The court finds that all jurors were credible witnesses in every respect.
The fact of President Reagan's shooting had absolutely no effect on the deliberation or decision of any juror in this case.
When the jurors were separated during jury deliberations, they did not discuss the case with anyone nor did anyone discuss the case with them. Further, none of the jurors were exposed to media coverage of any kind while separated during deliberations.
While we are mindful that the court in Smalls noted the dubious value of jurors' affidavits, we view these findings as being far more probative of the effect of separation on the jurors' deliberation and decision than affidavits because they were entered by an experienced and careful trial judge after the appellants had an opportunity to fully cross-examine the jurors and present other evidence. The findings make it clear that the jurors were not influenced by their separation.

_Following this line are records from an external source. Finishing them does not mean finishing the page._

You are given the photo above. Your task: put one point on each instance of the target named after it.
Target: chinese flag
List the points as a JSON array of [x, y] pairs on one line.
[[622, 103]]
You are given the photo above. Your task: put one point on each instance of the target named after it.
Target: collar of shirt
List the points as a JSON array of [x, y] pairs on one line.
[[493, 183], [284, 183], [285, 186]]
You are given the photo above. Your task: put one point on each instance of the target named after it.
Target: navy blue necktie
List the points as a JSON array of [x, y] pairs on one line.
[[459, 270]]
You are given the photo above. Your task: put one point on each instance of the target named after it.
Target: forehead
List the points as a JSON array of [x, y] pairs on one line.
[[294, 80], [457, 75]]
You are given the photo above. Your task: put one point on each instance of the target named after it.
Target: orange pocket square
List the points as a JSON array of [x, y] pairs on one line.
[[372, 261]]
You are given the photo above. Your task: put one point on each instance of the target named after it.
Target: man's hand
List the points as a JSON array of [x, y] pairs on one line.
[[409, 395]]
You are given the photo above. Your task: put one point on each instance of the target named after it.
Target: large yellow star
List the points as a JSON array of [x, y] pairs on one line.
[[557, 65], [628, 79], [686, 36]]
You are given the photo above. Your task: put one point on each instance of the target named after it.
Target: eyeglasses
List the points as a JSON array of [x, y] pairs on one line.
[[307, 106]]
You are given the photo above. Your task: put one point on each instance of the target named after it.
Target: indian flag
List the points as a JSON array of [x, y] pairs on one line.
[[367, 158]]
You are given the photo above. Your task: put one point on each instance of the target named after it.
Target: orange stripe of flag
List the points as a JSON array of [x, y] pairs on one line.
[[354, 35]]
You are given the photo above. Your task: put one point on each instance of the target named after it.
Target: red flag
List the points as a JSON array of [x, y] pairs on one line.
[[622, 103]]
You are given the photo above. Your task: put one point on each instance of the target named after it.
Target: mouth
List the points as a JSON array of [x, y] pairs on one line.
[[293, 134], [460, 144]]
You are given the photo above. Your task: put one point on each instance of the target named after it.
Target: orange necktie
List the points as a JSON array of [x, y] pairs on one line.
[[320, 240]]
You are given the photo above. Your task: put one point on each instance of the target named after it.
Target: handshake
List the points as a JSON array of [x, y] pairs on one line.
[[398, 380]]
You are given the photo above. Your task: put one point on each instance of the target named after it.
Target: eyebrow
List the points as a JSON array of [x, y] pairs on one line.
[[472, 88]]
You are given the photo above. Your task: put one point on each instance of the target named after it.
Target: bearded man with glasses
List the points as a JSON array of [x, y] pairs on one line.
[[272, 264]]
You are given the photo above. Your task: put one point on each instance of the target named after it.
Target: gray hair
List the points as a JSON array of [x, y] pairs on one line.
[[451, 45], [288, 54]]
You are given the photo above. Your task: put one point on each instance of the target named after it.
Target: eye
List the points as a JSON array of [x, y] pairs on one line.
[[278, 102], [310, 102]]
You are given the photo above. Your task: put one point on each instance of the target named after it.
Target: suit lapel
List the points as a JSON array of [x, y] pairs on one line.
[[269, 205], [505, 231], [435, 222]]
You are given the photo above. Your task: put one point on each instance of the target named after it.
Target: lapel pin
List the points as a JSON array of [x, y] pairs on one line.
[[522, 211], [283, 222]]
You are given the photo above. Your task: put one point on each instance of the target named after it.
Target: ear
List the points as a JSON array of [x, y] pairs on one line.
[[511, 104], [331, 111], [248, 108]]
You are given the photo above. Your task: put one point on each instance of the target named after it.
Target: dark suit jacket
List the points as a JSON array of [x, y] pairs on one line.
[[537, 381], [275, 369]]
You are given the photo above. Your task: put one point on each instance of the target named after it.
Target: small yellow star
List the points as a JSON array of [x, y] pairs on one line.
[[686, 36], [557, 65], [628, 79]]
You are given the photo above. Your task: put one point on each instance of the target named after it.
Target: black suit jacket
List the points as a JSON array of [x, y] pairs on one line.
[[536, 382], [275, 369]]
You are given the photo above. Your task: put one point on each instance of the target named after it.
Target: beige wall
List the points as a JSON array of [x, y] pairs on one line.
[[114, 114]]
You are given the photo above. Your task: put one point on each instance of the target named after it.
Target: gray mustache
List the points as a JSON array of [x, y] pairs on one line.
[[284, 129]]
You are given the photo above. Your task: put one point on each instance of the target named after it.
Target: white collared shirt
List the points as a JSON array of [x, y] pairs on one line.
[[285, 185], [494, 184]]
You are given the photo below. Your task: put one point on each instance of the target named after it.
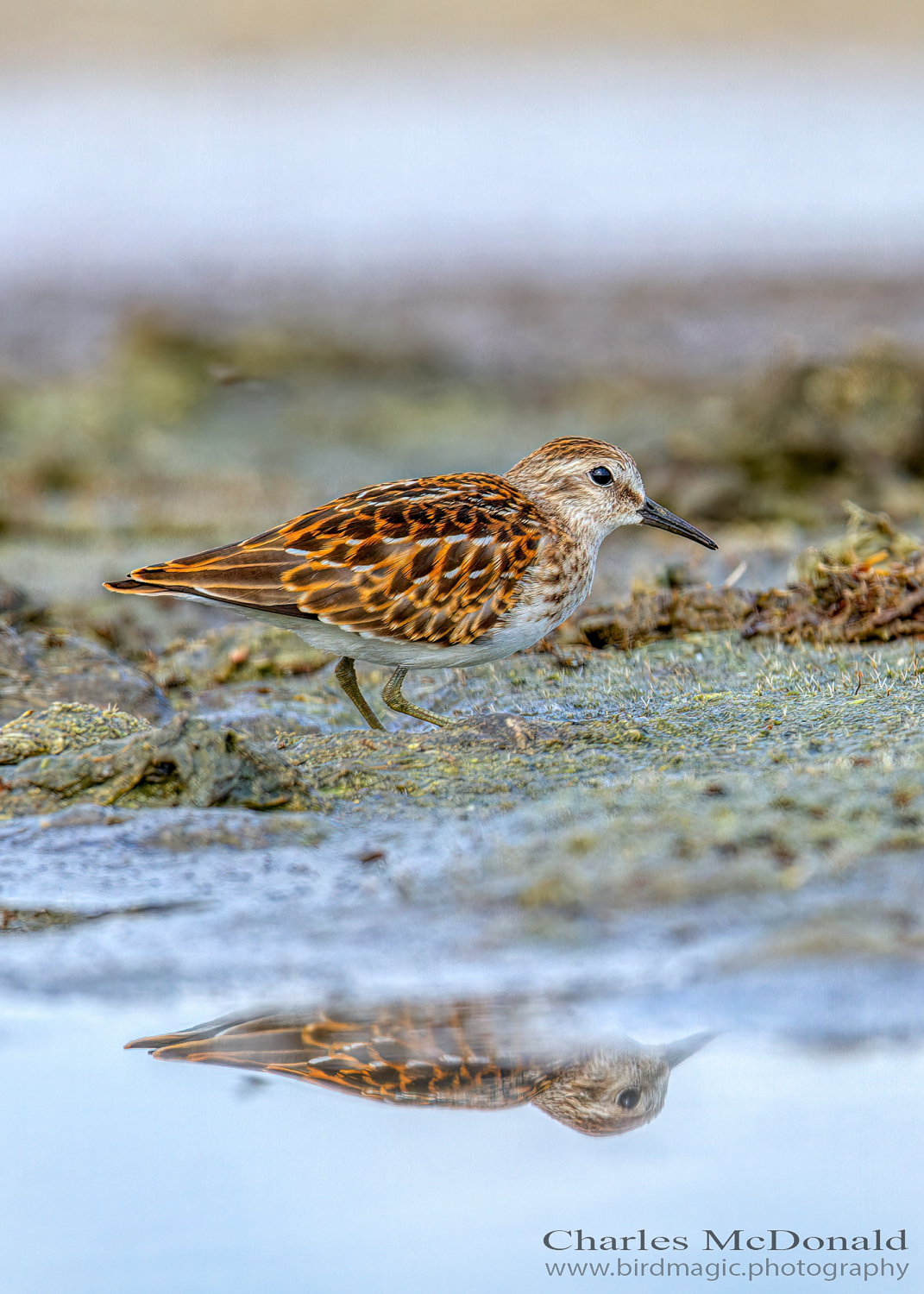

In addition, we are persuaded by another consideration. The time sequence of the jurors' deliberation, separation, and verdict suggests they were not affected by the separation. Here, the jurors began deliberations at about 4 p.m. and separated at about 9:30 p.m. on the evening of March 30. They returned to deliberate at approximately 9 a.m. on March 31. They did not return a verdict until after 4:30 p.m. on March 31. In contrast, deliberations began in Smalls at about 11:45 a.m. on June 11. The jurors were sent home at 8:45 p.m. They returned the following day at 9 a.m. and returned a verdict by 10 a.m. The proximity of the verdict to the return from separation in Smalls suggests they were influenced during separation. Conversely, in this case the 7 1/2-hour delay between the return of the jury following separation and the verdict, although perhaps not conclusive standing alone, suggests the jury was not subject to outside influences that affected the verdict.
In conclusion, in light of the trial court's extensive and detailed findings of fact on the issue and the time sequence involved, we hold that the Bockmans were not prejudiced by the trial court's failure to sequester the jury during deliberations.
Other issues raised are without merit.
The judgments are affirmed.
CALLOW and ANDERSEN, JJ., concur.
Review denied by Supreme Court July 13, 1984.